Christmas is a good time to think about the impact of technology on life. Every Christmas there is a new iPod and a new xBox or perhaps a new Razr or HDTV. But because Christmas is a period of time defined by marketing and sales, it also lets us know, prima facie, what drove the technology behind the latest iBox or xPod or fNut: it wasn’t innovation and improvement: it was Christmas.
I suppose being in historic preservation gives you an excuse for creeping Luddism, but it is not a role I embrace wholeheartedly. I am always stung by the accusation of nostalgia, because as a historian I KNOW that the good old days weren’t and that every period in human history has been labeled as the worst of times. I love the technology that allows me to write this on the L, the technology that allows me to see through soft plastic lenses and buy things with a piece of magnetized plastic. There is wonder and the inklings of witnessing evolution at work when you watch teens multi-task on a range of electronic devices.

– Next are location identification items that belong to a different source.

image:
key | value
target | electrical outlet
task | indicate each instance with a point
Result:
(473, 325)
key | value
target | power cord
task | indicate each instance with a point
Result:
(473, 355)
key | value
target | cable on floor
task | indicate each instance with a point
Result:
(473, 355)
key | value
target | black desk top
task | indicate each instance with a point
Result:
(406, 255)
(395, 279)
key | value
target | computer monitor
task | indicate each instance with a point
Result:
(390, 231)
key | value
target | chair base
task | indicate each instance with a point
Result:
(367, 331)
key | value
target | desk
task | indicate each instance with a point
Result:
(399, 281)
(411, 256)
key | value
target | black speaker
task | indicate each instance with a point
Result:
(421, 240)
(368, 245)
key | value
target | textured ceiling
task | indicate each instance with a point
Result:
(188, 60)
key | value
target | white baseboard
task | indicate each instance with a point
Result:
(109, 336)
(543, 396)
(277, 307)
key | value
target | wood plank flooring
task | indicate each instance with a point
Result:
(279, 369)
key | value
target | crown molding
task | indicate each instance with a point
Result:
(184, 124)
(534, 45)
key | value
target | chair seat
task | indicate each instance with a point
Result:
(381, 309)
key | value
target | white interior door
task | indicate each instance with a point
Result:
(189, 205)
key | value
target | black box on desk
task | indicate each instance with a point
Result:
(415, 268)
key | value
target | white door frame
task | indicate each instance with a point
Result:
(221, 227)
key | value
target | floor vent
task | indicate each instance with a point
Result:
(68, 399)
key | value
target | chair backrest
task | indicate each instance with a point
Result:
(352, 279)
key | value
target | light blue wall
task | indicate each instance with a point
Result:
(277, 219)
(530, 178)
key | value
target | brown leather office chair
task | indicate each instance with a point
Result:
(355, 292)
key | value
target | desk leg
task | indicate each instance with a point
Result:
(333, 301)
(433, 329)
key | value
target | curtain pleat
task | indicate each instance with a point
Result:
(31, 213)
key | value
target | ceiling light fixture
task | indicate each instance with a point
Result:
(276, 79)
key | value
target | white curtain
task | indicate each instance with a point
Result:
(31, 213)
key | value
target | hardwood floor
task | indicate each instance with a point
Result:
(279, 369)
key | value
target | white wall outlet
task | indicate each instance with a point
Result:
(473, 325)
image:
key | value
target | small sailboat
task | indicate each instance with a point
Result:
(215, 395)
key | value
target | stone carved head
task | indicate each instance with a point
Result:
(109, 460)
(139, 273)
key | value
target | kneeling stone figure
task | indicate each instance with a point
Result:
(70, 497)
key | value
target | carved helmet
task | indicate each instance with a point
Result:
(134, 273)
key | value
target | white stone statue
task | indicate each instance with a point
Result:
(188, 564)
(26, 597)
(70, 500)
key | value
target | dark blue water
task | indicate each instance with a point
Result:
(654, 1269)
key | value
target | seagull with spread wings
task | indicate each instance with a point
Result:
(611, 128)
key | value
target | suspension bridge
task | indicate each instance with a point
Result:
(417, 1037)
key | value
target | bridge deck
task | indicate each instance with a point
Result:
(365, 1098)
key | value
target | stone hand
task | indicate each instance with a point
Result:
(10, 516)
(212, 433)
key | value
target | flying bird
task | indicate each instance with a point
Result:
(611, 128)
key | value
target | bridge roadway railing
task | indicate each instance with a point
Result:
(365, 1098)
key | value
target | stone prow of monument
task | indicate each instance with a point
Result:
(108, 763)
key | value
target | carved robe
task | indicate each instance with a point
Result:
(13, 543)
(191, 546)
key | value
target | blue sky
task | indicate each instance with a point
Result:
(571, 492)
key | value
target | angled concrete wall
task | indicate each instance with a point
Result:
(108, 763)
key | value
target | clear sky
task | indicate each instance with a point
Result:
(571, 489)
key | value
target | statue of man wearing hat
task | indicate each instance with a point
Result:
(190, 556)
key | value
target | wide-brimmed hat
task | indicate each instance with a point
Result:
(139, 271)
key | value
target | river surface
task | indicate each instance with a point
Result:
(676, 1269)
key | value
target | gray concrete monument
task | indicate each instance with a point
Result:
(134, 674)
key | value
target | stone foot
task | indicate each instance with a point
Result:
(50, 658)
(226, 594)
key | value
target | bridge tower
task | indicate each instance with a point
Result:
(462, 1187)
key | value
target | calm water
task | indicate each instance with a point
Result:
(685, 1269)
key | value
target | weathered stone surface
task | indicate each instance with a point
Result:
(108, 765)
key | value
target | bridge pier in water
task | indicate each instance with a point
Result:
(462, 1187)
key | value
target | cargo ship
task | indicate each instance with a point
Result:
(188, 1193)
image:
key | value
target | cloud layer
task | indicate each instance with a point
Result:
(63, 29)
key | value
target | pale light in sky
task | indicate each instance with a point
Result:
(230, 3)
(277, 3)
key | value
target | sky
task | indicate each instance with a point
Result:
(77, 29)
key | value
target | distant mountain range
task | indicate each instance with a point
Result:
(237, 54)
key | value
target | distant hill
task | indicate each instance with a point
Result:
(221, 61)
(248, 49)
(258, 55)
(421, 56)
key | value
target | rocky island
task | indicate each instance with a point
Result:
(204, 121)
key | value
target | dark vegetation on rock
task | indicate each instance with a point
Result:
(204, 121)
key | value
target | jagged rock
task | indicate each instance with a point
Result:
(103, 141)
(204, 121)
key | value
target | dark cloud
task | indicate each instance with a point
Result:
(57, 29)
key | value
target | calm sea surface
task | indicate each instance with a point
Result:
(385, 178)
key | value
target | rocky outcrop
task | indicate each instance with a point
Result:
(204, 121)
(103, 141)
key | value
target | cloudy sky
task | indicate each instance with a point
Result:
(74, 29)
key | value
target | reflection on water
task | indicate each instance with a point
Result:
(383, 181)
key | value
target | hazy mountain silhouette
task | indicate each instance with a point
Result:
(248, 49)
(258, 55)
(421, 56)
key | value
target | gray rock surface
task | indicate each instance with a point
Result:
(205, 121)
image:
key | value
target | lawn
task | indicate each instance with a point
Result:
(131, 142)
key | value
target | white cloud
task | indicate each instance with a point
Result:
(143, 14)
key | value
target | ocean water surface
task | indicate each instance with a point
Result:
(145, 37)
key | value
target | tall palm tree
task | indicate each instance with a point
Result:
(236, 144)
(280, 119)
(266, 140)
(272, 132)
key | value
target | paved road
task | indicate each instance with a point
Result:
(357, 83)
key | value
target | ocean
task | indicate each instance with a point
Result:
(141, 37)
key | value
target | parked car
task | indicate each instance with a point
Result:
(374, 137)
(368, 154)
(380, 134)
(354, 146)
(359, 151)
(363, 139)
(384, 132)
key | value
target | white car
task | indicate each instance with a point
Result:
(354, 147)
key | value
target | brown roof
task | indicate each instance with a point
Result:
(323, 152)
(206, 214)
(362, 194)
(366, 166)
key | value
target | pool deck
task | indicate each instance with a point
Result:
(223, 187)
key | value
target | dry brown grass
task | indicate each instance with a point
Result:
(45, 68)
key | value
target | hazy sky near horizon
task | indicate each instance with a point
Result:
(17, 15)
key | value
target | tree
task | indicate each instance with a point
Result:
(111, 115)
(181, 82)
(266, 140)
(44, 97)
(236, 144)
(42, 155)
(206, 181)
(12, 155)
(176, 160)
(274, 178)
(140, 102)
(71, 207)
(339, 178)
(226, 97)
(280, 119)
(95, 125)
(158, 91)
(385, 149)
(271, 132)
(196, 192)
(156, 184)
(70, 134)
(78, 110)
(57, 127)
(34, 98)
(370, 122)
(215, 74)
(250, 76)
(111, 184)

I don’t want to be an old fogey any more than I want to be “nostalgic.” But maybe it gives me an insight into where innovation ends and hype begins.
The reality of this struck me when trying to label Christmas cards. For years we have kept an Excel document with about 150 names, addresses, telephone numbers. This was a simple thing to convert to labels but in the last year the software changed and it is no longer a simple thing. Unable to intuit it, I went online and got some lovely step-by-step (I think there were 12 steps – no joke) instructions on how to do it – which still didn’t work. After wasting 45 minutes I realized that I could cut my losses and write all of the addresses. I am sure another 45 minutes or an hour would have solved it, but then I would have spent even more time on this simple task than the seemingly neolithic act of writing all of them. Wasn’t technology supposed to make it easier, or at least faster? Because it didn’t.
The old saw was: give a man a fish and he eats for a day; teach him to fish and he eats for a lifetime. That must now be amended: teach a man to fish and he eats until next Christmas, when he will need to take a 8-hour course in the new fishing software if he doesn’t want to starve to death.